Shopping centres have fared better than other German retail outlets in recent years. But signs of the general improvement in retail sentiment have been seized on. If translated into a spending revival, the effects would be large for the 12 countries that since 1999 have shared a currency. For five years, the eurozone has been on a sluggish growth path. Dragged down by Germany, the Netherlands and Italy, consumer spending has underperformed that in the US and Britain.

In France, private consumption has remained brisk thanks to government initiatives, the availability of credit and the willingness of French consumers to save less, even in difficult economic times. But a pick-up in German demand would herald a significant brightening of eurozone economic prospects, beyond the largely export-led growth of recent years. "The biggest story is about those countries where consumer spending has not contributed to growth, but might," says Jacques Cailloux, an economist at JP Morgan.

Reviving German consumer spending nevertheless remains a gigantic task. Household expenditure has hardly increased in the past four years; the federal statistics office reported it did not grow at all in 2005.

German reluctance to spend reflects severe downward pressures on wages and the huge economic uncertainty created as politicians have sought to reform an expensive welfare system and companies have pushed through cost-cutting plans.

Fears that European governments have reneged on contracts to provide for consumers' old age have simply heightened the propensity to save.

The gloom may be lifting a little. The new Government of Angela Merkel looks stable even though the Chancellor heads a cumbersome "grand coalition" of social and Christian democrats. Employment prospects show signs of improving.

The Berlin administration may also have been shrewder than some think. Its plan to increase value added tax by 3 percentage points next year has prompted consumers to bring forward durable goods purchases, NordWestZentrum retailers say.

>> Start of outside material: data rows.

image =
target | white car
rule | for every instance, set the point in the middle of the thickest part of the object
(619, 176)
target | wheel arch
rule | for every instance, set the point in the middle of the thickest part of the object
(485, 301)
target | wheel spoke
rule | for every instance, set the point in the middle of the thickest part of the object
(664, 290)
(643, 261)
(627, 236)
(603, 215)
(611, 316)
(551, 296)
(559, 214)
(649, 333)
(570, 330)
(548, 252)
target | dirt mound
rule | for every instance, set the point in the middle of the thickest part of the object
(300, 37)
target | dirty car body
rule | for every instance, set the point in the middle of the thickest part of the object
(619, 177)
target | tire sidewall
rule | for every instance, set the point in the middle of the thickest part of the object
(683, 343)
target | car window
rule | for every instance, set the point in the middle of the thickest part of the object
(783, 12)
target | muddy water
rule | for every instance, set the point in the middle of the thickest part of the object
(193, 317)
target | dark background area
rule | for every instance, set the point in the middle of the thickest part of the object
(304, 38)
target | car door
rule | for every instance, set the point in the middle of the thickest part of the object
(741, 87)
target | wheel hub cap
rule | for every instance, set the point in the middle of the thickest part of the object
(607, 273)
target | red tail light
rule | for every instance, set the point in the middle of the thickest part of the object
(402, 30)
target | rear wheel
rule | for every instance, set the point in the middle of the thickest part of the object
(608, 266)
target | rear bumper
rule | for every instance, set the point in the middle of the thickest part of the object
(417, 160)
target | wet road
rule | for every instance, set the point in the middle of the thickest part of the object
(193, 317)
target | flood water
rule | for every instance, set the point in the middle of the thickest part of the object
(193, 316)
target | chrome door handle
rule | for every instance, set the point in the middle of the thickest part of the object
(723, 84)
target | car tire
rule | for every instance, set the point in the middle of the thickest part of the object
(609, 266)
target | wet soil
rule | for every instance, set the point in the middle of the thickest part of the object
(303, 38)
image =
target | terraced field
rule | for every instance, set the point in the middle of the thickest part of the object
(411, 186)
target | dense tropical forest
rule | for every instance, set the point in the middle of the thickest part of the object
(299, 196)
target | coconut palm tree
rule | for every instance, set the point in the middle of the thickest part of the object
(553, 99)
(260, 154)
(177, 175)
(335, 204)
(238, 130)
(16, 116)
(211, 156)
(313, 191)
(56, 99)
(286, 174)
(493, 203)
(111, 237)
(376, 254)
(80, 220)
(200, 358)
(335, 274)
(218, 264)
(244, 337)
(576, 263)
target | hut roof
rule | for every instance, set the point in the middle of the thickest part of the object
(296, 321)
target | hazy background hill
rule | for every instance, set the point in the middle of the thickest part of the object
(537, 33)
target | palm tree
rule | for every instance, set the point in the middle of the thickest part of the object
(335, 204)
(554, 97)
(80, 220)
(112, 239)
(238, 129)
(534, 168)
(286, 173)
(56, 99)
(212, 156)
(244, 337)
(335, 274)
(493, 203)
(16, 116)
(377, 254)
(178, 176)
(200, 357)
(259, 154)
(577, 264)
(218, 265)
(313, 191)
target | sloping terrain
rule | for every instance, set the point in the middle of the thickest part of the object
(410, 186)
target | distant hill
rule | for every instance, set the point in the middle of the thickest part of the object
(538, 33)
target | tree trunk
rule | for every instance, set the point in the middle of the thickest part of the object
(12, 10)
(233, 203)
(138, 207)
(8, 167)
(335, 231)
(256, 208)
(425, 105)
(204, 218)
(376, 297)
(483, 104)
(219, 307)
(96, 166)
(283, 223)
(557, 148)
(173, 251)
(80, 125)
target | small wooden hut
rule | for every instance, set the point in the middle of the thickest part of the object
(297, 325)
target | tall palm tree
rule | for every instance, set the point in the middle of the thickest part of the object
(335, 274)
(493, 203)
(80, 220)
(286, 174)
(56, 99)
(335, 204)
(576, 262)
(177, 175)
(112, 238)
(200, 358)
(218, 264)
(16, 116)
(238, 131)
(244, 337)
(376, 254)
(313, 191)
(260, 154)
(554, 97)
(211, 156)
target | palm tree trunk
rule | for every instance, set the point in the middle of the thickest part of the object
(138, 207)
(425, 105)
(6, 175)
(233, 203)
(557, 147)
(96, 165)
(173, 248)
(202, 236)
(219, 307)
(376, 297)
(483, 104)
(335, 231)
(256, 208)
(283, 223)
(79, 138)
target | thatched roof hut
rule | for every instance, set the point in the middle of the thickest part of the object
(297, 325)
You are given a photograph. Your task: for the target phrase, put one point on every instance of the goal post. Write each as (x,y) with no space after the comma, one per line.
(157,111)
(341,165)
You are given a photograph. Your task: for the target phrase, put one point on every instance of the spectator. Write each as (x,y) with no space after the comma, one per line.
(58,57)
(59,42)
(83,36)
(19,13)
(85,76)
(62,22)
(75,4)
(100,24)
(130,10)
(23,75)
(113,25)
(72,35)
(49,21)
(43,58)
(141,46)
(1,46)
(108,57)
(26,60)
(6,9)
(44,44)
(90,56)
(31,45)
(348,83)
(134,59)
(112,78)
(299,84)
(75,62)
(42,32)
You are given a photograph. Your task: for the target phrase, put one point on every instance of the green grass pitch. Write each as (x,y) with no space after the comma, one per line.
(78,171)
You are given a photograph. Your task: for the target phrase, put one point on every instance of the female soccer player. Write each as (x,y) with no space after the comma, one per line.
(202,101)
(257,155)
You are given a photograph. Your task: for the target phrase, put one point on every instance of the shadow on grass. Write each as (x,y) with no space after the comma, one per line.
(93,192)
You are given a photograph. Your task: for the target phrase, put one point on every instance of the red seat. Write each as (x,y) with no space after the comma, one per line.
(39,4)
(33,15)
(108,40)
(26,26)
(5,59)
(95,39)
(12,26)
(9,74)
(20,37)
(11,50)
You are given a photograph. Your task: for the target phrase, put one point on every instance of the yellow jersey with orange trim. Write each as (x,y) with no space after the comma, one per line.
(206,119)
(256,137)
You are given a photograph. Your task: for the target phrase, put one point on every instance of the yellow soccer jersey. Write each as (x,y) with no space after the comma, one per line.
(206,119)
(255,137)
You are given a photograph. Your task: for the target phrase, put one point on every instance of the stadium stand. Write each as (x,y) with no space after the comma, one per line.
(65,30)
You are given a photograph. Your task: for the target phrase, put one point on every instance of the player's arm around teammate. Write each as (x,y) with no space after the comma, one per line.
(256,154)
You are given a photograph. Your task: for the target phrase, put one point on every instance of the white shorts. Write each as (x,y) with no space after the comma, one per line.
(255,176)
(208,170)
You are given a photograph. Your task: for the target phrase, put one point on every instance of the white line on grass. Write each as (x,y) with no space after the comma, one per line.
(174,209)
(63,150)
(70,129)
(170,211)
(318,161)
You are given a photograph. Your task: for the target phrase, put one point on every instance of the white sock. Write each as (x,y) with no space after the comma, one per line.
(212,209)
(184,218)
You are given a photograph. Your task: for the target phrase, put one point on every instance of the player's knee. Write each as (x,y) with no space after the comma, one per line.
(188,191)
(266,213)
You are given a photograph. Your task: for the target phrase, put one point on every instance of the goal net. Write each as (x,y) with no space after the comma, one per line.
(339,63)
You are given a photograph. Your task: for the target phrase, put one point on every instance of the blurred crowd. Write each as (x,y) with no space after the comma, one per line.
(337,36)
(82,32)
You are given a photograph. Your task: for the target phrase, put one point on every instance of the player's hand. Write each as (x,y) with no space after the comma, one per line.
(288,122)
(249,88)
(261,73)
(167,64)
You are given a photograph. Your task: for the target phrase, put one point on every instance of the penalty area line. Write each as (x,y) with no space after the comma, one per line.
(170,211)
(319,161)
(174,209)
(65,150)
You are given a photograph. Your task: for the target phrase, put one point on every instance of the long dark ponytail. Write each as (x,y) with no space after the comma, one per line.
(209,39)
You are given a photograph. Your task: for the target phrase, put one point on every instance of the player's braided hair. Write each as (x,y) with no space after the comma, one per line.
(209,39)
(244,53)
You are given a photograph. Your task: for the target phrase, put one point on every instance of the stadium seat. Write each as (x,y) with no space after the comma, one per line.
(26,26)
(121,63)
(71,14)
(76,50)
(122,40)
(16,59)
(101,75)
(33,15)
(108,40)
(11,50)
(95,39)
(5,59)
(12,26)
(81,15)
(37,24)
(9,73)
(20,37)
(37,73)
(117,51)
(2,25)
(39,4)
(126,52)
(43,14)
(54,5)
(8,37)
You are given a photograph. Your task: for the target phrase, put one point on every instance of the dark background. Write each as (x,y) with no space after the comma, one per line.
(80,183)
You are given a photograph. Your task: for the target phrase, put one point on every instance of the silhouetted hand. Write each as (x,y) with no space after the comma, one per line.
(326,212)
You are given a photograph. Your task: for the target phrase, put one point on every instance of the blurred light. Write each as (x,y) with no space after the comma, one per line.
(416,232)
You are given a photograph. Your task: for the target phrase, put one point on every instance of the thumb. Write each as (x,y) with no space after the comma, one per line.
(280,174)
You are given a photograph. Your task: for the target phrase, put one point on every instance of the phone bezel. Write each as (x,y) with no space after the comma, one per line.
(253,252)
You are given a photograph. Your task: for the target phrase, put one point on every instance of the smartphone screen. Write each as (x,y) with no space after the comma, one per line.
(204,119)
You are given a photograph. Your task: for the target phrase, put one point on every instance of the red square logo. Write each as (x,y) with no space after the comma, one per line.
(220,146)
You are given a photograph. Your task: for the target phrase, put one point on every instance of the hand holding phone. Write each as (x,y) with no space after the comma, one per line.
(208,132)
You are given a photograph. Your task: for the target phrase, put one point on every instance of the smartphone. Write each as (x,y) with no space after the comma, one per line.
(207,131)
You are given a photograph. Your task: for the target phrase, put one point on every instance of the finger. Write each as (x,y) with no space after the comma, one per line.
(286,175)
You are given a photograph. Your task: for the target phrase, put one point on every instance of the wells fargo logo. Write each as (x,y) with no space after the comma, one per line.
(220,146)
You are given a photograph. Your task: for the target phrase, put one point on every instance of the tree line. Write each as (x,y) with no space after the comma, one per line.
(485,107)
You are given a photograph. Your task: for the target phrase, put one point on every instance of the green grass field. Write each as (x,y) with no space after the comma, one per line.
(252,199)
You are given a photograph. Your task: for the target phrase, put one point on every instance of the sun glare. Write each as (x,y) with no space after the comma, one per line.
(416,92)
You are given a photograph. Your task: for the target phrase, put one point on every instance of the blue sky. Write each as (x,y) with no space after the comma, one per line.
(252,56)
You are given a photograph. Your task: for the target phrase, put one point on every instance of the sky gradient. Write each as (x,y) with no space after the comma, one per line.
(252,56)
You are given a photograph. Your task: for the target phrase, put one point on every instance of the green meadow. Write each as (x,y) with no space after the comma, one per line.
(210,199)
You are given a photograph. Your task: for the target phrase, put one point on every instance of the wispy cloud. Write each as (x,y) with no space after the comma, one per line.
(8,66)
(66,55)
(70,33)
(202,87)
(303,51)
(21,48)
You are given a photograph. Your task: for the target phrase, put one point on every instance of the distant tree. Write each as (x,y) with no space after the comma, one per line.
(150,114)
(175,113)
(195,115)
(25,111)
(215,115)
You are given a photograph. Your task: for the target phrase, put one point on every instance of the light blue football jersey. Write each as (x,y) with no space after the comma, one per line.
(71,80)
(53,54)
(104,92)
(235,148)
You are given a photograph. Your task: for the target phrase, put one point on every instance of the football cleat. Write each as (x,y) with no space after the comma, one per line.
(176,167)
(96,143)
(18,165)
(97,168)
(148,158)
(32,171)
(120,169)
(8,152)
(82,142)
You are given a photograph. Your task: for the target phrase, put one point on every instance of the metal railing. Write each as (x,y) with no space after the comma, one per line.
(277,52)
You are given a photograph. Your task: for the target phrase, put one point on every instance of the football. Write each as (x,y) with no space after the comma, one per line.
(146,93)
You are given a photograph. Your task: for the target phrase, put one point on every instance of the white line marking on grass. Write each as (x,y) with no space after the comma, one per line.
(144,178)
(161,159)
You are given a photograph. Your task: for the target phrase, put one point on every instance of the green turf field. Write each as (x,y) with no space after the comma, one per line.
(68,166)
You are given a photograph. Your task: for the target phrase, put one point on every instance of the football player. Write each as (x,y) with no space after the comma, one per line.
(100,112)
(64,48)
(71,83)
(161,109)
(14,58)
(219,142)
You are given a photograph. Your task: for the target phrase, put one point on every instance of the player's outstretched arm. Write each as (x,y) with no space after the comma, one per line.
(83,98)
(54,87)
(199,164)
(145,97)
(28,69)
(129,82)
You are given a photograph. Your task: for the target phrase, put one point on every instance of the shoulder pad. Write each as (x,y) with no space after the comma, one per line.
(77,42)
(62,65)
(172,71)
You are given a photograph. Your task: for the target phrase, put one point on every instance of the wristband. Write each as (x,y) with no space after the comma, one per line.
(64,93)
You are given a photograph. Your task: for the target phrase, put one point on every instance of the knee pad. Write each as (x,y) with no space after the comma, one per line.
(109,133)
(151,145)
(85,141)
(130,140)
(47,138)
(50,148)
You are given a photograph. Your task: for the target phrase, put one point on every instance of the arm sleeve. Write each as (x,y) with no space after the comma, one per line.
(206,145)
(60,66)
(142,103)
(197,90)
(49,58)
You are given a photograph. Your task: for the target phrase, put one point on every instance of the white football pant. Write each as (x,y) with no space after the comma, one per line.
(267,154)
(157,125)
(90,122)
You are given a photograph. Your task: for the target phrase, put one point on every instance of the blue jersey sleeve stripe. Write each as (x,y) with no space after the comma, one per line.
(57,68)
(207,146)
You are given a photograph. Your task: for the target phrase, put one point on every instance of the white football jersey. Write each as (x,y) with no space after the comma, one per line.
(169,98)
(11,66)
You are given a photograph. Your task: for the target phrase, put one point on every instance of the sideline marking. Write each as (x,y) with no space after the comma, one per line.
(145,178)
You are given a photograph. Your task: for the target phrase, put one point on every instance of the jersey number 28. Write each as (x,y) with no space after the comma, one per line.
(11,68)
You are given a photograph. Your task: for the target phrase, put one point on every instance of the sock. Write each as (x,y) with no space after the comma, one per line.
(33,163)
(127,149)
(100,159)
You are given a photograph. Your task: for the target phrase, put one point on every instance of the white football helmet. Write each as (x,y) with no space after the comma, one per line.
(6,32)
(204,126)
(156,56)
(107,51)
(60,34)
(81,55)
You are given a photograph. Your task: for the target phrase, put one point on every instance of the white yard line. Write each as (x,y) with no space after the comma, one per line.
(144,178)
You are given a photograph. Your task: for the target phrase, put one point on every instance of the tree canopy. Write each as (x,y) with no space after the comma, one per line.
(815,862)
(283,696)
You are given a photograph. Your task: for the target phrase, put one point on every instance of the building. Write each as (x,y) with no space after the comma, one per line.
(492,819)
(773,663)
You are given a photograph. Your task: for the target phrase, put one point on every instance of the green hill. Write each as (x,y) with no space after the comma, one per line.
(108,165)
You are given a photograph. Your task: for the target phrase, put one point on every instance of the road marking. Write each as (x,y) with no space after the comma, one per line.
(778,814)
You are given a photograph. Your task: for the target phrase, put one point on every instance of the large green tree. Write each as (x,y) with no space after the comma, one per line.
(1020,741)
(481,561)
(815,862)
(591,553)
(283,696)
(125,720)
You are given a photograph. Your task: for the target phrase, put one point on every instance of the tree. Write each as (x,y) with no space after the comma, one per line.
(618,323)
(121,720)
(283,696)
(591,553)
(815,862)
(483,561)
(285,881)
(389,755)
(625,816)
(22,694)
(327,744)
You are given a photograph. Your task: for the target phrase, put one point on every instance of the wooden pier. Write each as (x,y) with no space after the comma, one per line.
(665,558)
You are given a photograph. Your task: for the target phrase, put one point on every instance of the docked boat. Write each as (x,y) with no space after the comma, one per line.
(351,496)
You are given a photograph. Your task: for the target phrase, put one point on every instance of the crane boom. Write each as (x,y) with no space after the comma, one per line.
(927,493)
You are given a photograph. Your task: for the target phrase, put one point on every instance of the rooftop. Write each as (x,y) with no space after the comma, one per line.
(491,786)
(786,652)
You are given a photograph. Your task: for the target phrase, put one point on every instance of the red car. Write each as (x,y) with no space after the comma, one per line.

However, no one expects an overnight cultural change. "You won't make a south Italian out of a German," says Klaus Wubbenhorst, head of the GfK consumer research group in Nuremberg, although he points out that even a modest rise in spending would have a large effect in Europe simply because of Germany's size. The football World Cup that Germany will host this northern summer should boost television sales and, depending on results, instil a party spirit, but "Germans are the savings champions of the world".

The country's private households paid back more than they borrowed for the first time in 2004, according to the Bundesbank -- despite interest rates at record lows. From a US or British consumer's perspective, the attitude towards buying on credit cards is prehistoric: German banks generally only issue so-called credit cards on the assumption that sums outstanding will be paid off each month.

The eurozone propensity to save is unlikely to drop much. Consumers have saved in excess of 14 per cent of their gross disposable incomes in recent years, compared with about 1 per cent in the US. Recent European Commission research concluded that the apparent implication of demographic trends is that the euro area should now be entering a golden age of saving as the post-war baby-boomers move through middle age.

Instead, eurozone consumer spending, especially in Germany, will remain highly correlated to disposable incomes -- more so than in the US or Britain, where differences in financial systems and behaviour increase the importance of consumer credit and house prices.

The trend in the eurozone, however, has been for growth in disposable incomes to slow. In the 1980s, disposable incomes rose at an annual average rate of 2.3 per cent. That fell to 1.6 per cent in the 1990s and has dropped to 1.4 per cent since 2001.